My fingers tease harder and I am rewarded when a thread comes loose. Finally I have something to focus on other than Mulder's presence beside me. I watch numbly as I wrap the thin piece of white cotton around my index finger, releasing it to scrutinize the fine, white lines that have appeared in it's wake disappear as blood once again flows to the area. Within a couple of seconds it is impossible to even determine where the welts were.

If only life was that simple.

Mulder shifts position again. He has to be uncomfortable. I have no idea how long he has sat there but hospital chairs tend not to be kind to a person's posture, and especially to someone with legs the length of his.

The silence is killing me. I want him to say something. *Anything*. Because avoiding the issue isn't going to make it go away. I want him to rant and rave at me if that's what he needs to do. And if he hates me now I need to hear it. I know he is holding back for fear of hurting me. That even now he is trying to protect me and I really have no reason to question his motives because, after all, haven't I been doing the exact same thing to him?

*Talk to him!* A voice inside me screams. *Make him understand.* But I can't. I can't bring myself to even look at him now.

I'm not surprised when I hear him rise from the chair. Him being here is making both of us uncomfortable and he has the good sense to know it's time for him to leave.

"You're tired. I'll come back later." He ventures and I close my eyes, knowing that for now there is nothing more for us to say to each other.

I've blown it. Again.

He leans down towards me and for a second, I am sure he is going to kiss me. I don't think I could bear that right now and almost against my will, I turn my head slightly away from him. Giving him a clearer message than I intended with that simple act of denial.

*Don't*.

He understands my silent plea and so instead, settles for hooking one long finger around an errant strand of my hair which he smoothes gently away from my face. It's a gesture he has performed a hundred times before, but one which now threatens to make me shatter in to tiny pieces in front of him.
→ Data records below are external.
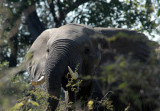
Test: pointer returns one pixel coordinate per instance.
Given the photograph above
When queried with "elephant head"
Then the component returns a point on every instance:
(55, 50)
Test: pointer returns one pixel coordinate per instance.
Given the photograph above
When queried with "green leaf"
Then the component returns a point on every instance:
(33, 103)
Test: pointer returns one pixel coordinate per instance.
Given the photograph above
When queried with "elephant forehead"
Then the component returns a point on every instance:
(80, 34)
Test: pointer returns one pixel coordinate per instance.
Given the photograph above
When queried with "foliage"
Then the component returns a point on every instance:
(21, 21)
(135, 83)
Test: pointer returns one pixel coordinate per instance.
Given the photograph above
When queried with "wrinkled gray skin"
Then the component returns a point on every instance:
(71, 44)
(57, 48)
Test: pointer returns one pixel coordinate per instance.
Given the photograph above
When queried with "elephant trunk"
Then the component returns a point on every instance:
(56, 67)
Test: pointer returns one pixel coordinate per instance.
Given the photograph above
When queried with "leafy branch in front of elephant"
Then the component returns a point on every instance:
(74, 84)
(36, 100)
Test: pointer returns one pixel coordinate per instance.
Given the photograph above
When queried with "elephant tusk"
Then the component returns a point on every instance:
(39, 82)
(74, 75)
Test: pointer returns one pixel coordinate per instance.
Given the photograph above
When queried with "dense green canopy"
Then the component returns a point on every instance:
(21, 21)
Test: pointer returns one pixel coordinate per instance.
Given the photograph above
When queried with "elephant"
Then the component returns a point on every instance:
(58, 50)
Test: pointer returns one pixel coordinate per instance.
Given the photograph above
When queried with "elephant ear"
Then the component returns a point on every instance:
(36, 56)
(125, 41)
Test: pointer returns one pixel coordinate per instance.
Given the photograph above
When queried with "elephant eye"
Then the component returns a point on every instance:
(86, 51)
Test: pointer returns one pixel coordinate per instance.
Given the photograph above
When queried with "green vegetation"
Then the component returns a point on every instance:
(21, 21)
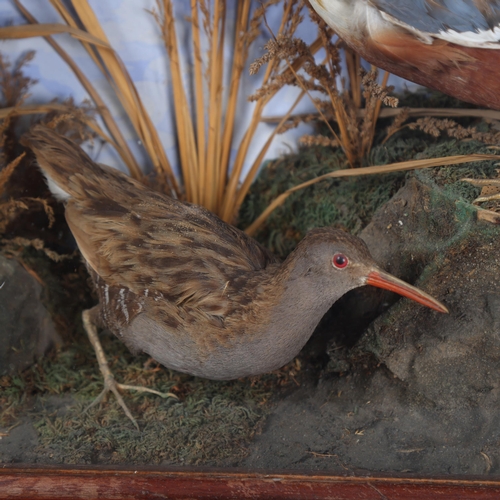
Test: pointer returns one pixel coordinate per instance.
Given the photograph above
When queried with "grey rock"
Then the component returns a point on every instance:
(26, 329)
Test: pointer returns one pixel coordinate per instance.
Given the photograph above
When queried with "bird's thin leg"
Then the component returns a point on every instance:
(110, 384)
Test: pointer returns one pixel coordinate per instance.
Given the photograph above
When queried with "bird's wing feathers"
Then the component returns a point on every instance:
(143, 241)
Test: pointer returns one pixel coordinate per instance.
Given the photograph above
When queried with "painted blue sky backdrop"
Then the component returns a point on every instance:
(133, 33)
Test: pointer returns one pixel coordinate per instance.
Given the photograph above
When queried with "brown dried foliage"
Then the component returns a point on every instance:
(295, 64)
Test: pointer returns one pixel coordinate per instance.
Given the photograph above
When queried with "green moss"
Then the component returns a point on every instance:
(210, 422)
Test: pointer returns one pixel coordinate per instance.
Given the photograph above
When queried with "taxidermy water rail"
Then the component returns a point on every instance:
(196, 294)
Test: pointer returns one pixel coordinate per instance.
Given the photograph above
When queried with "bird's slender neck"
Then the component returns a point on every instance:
(345, 17)
(298, 304)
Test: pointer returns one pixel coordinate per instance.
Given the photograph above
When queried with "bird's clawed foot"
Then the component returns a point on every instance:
(110, 384)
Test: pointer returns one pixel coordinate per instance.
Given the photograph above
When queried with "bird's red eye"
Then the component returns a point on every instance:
(340, 261)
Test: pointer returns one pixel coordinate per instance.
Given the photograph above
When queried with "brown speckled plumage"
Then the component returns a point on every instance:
(176, 282)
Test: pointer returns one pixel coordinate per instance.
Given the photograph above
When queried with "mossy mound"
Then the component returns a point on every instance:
(350, 203)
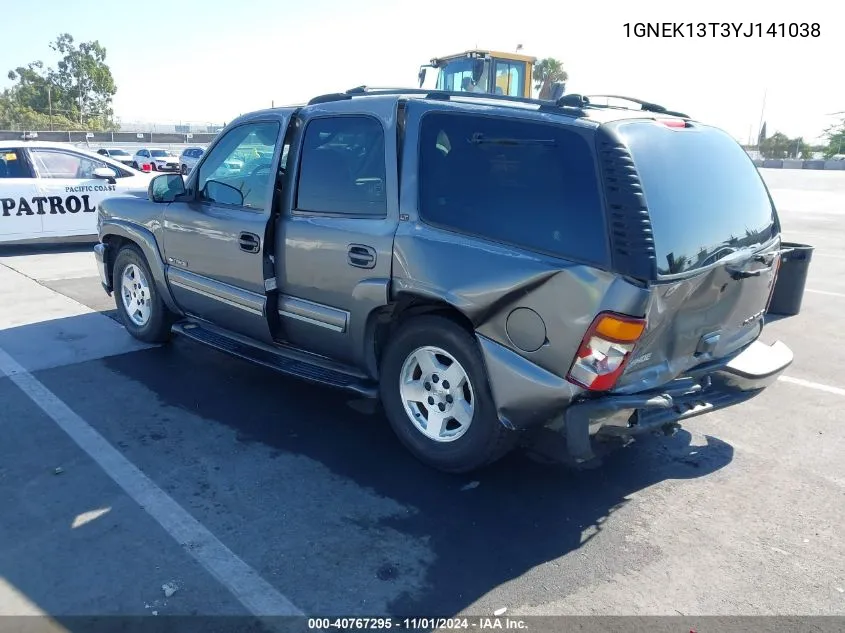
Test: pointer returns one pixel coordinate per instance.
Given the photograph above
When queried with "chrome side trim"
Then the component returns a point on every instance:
(305, 319)
(236, 297)
(313, 313)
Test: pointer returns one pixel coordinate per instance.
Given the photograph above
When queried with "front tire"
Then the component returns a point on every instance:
(435, 393)
(136, 296)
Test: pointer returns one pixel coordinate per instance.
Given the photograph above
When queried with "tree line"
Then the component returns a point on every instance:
(779, 145)
(76, 94)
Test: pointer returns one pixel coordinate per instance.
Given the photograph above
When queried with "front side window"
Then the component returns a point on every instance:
(58, 164)
(238, 170)
(342, 169)
(524, 183)
(12, 166)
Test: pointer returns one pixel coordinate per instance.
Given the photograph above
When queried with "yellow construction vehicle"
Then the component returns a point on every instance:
(489, 72)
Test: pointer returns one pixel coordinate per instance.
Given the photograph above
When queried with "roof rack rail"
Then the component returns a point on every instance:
(644, 105)
(562, 104)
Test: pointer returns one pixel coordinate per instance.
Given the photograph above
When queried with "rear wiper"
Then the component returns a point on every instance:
(644, 105)
(478, 139)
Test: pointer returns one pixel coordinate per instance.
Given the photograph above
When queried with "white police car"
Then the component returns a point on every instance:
(52, 190)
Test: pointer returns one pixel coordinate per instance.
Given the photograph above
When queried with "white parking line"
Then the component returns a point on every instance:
(825, 292)
(813, 385)
(251, 590)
Feeling his touch reminds me yet again of just how lucky am to have him. He would never intentionally seek to hurt me and despite the things I have done, today is no exception. I don't deserve him. I don't believe I ever have.

And then he is gone, leaving only the memory of his touch against my skin which tingles slightly as if charged with low voltage electricity.

He heads for the door without looking back, and I am surprised when, at the doorway, he turns slowly, showing me an unguarded view of his desperation.

"How long have you known?"

I'm tempted to lie to him. Lying would be so easy at this point. Because although I am fully aware that he could, if he wanted, gain access to my personal medical records, I know he would never abuse my trust in that way. But I *could* lie. Or at least absolve some of the blame from myself by stretching the truth a little. But he deserves so much more than that and it is with this knowledge that I swallow heavily and give him the answer he so desperately needs from me.

"A little over six weeks."

I swear I see him physically react to my words. He seems to recoil slightly as the full meaning of my admission sinks in.

Six weeks of sharing time and space with him. Six weeks of laughing and joking and crying. Six weeks of lying.

*Six weeks*.

It might as well be a lifetime.

I wait for him to speak, to cross back over to the bed. To ask me *why*. But he does none of those things. Instead he just nods curtly.

"Thank you."

And then he is gone. Leaving me once again alone.

And I know I deserve it.

I am hurting inside, scared of what the return of this disease will mean for him. But he is hurting too and I would do anything to take that hurt away from him.

Bad enough that I need to suffer. I never intended for him to suffer too.